Cristina Kirchner convirtió al Congreso en una escribanía durante 8 años. Como una perfecta titiritera manejando los hilos de sus legisladores, hizo sancionar leyes tan nefastas que corroen los mismos cimientos de la democracia republicana. Algunas perduran, otras gracias a la presión pública fueron desechadas. 

 

¿No lo recordará? ¿Su poder la ciega tanto que no logra recordar? O es que, como todo populista, ¿cree que todo vale porque lo hizo por su pueblo? 

 

Yendo más allá, a través de sus cómplices y subordinados, además de realizar una pésima gestión que dejó al Estado en ruinas; Cristina Kirchner habría realizado maniobras de corrupción que la Justicia, tardíamente, está investigando y será juzgada por todos los crímenes cometidos durante su gobierno.

 

"Si así no lo hiciere, que Dios, la Patria y Él me lo demanden", fueron sus palabras cuando asumió su última presidencia.
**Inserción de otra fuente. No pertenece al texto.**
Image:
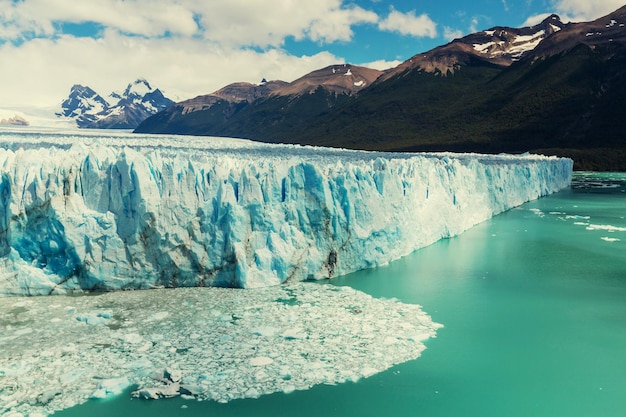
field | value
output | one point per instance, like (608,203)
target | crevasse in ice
(120,212)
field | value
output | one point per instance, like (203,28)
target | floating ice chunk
(103,361)
(110,387)
(261,361)
(266,331)
(606,227)
(295,333)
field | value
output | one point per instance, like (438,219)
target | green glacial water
(534,307)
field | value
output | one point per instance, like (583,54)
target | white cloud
(451,34)
(41,71)
(233,22)
(257,23)
(577,10)
(381,64)
(584,10)
(536,19)
(137,17)
(409,24)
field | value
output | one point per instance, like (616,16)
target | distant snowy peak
(123,110)
(139,88)
(512,44)
(499,45)
(82,100)
(610,29)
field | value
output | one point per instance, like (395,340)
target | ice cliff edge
(97,213)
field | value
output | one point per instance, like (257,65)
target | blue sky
(193,47)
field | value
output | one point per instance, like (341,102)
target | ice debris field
(205,343)
(106,212)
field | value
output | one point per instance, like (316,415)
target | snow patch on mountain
(123,110)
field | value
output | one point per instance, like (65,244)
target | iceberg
(100,212)
(201,343)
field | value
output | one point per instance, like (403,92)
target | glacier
(107,211)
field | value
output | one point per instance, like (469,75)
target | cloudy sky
(193,47)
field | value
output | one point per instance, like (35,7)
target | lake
(533,304)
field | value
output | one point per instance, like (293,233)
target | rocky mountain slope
(125,110)
(553,88)
(240,109)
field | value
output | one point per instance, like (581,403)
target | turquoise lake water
(534,307)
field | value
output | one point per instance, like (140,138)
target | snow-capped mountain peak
(82,100)
(138,88)
(123,110)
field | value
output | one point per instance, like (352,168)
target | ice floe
(207,343)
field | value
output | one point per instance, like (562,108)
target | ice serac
(106,213)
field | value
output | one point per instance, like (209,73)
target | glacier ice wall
(125,212)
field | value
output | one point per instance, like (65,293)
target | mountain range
(554,88)
(123,110)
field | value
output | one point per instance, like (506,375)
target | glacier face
(95,212)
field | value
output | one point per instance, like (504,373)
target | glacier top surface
(15,139)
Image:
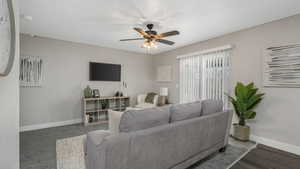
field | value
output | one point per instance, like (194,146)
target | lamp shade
(163,91)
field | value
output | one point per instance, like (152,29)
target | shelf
(95,110)
(92,108)
(106,98)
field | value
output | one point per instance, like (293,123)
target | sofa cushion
(211,106)
(185,111)
(133,120)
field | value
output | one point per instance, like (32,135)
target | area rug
(262,157)
(70,155)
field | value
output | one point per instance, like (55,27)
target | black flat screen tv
(105,72)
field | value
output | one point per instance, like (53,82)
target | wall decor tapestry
(282,66)
(31,70)
(7,36)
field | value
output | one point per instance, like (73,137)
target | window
(205,75)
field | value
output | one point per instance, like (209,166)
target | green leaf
(249,115)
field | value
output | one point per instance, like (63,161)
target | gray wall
(66,75)
(279,114)
(9,110)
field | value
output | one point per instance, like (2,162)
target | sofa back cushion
(185,111)
(133,120)
(211,106)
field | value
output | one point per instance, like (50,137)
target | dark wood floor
(264,157)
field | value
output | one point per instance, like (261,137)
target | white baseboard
(48,125)
(276,144)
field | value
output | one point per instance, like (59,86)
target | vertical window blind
(205,75)
(190,82)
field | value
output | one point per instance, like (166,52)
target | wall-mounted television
(105,72)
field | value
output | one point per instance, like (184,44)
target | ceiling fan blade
(167,42)
(141,31)
(132,39)
(171,33)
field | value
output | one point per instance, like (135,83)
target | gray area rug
(70,155)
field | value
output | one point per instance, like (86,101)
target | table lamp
(164,95)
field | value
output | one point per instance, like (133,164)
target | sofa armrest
(95,149)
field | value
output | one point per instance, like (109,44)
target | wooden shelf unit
(95,113)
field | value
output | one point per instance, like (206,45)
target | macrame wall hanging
(31,71)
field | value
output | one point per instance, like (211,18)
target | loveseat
(170,137)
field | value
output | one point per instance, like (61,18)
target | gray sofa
(171,137)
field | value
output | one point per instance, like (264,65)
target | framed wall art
(282,66)
(7,36)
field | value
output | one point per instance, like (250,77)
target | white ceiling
(104,22)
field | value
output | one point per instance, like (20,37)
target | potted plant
(246,99)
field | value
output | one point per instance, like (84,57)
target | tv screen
(105,72)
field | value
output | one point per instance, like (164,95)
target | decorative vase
(241,133)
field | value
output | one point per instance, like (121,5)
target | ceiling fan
(152,36)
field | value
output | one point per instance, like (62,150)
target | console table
(95,110)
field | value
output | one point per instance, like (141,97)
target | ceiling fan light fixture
(149,45)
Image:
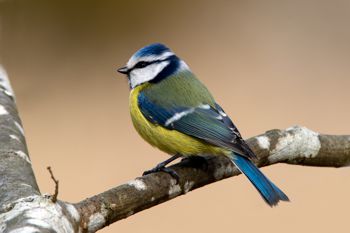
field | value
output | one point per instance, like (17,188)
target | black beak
(123,70)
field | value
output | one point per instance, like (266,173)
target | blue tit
(173,111)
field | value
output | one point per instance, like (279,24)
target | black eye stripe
(142,64)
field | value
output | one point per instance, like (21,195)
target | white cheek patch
(139,76)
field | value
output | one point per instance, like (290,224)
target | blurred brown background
(271,64)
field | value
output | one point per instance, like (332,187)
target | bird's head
(152,63)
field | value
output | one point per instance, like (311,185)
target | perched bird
(172,110)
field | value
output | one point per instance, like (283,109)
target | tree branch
(24,209)
(295,145)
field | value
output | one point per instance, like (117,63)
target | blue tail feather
(269,191)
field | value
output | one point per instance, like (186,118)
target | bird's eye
(141,64)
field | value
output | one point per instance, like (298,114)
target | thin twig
(54,196)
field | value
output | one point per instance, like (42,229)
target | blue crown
(152,49)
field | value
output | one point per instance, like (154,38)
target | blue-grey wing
(204,122)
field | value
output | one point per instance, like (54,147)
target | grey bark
(24,209)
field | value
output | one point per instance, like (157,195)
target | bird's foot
(167,170)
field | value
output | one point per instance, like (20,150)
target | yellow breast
(169,141)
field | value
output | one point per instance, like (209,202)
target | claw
(167,170)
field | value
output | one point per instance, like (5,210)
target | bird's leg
(161,167)
(195,161)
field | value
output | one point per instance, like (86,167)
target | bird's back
(185,90)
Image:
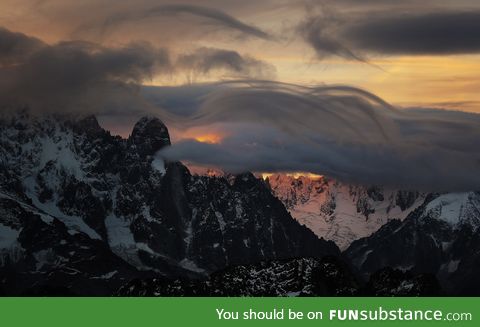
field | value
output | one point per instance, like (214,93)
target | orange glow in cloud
(209,138)
(295,175)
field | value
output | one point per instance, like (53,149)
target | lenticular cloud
(339,131)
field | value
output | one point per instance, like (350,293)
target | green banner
(70,312)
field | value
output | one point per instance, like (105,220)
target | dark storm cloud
(321,34)
(342,132)
(204,61)
(209,16)
(16,46)
(67,74)
(418,34)
(358,36)
(84,76)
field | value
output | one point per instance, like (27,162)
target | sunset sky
(265,86)
(445,73)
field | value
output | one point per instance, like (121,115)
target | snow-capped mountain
(83,211)
(341,212)
(439,237)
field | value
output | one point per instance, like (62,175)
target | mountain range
(83,212)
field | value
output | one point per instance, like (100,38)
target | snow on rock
(455,208)
(341,212)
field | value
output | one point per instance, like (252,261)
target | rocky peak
(88,125)
(149,135)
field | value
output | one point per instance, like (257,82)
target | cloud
(360,36)
(83,76)
(16,47)
(80,75)
(320,33)
(441,33)
(341,132)
(210,16)
(204,61)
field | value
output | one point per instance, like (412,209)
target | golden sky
(430,78)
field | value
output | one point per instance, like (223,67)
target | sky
(364,91)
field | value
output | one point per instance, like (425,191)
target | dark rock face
(394,282)
(84,211)
(439,238)
(328,276)
(294,277)
(149,135)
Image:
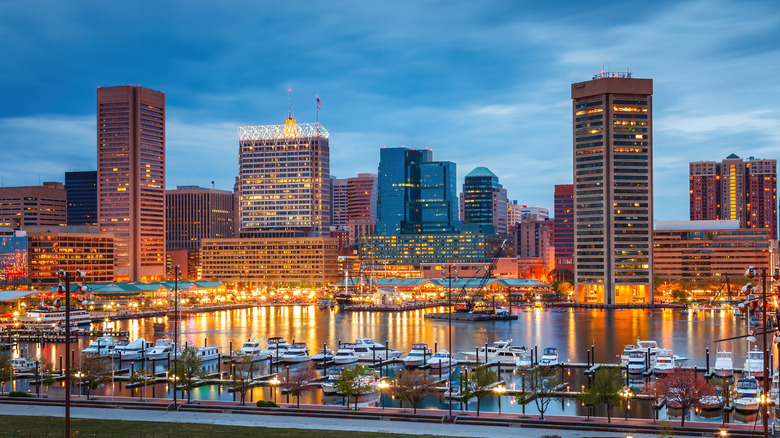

Es muy bueno que ella misma haya pronunciado esas palabras porque Dios es una entidad y Él no es más que un mal capítulo de la historia argentina sobre como, una vez más, Argentina desperdició una oportunidad única; sin embargo, la Patria es otra cuestión. 

 

Esa Patria esta plasmada en la Constitución Nacional, que en su artículo 36 establece que los que realicen acciones de corrupción o intenten ostentar la suma del poder público, estarán cometiendo un delito contra la Nación y deberán ser juzgados como infames traidores a la Patria. 

 

Sobre la cabeza de Cristina Fernandez de Kirchner pesa la acusación de ser una infame traidora a la Patria. Quizás sería prudente no apresurarse a jurar en otra posición donde la Patria pueda demandarle algo. La ciudadanía y la Patria ya le están demandando que rinda cuentas por 8 años de desidia, corrupción y toda clase de delitos contra la administración pública. 

 

Cristina debería prepararse, porque la Patria está cerca y ella sí que va por todo.